In einem Pilotprojekt durften 66 Ärzte die Zahl ihrer Arbeitsstunden aussuchen: Sie konnten 38,5 tarifliche Stunden unter Lohnverzicht arbeiten oder die europäische Höchstgrenze von 48 Stunden auskosten. Auch eine Stundenzahl dazwischen stand zur Wahl. Trotzdem entschieden sich 90 Prozent der Ärzte für die Mindestarbeitszeit. Mit dem Geld aus dem niedrigeren Lohn hätten die Kliniken kostenneutral sechs Ärzte einstellen können. Obwohl diese Stellen nur intern ausgeschrieben waren, also nur für 1.450 Ärzte zugänglich, hätten sich 60 beworben.

Nicht nur die Arbeitszeit, auch die Arbeit selbst wird anders gestaltet. Die Ärzte arbeiten in größeren Einheiten, in der Nacht stehen weniger Spezialisten bereit, weil „für die Wehwehchen in der Nacht ohnehin eher Allgemeinmediziner benötigt werden“. Das neueste Hamburger Krankenhaus soll sogar ohne Ruheraum für Ärzte gebaut werden.

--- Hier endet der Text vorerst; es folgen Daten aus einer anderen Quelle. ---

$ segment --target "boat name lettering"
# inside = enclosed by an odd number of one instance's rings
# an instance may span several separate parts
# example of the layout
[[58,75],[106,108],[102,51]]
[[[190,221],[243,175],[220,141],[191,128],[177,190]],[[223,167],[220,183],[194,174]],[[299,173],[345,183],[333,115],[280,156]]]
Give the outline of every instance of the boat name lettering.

Eligehausen rechnet damit, dass das Modell bis 2005 in allen städtischen Krankenhäusern durchgesetzt ist und dass dann ohne Mehrkosten 70 bis 100 neue Ärzte eingestellt werden. Auch vor dem viel beschworenen Ärztemangel hat er keine Angst. „Stellen mit festen Arbeitszeiten sind vor allem für viele junge Menschen wieder interessant“, sagt er.

Auf solche Initiativen baut auch die Politik. Gesundheitsministerin Ulla Schmidt verwies gestern alle aufgeschreckten Kliniken auf ihre Website. Dort werden die Krankenhäuser vorgestellt, die schon vor dem Urteil die Arbeitszeiten geändert haben – und nicht wie die Regierung auf Zeit spielten.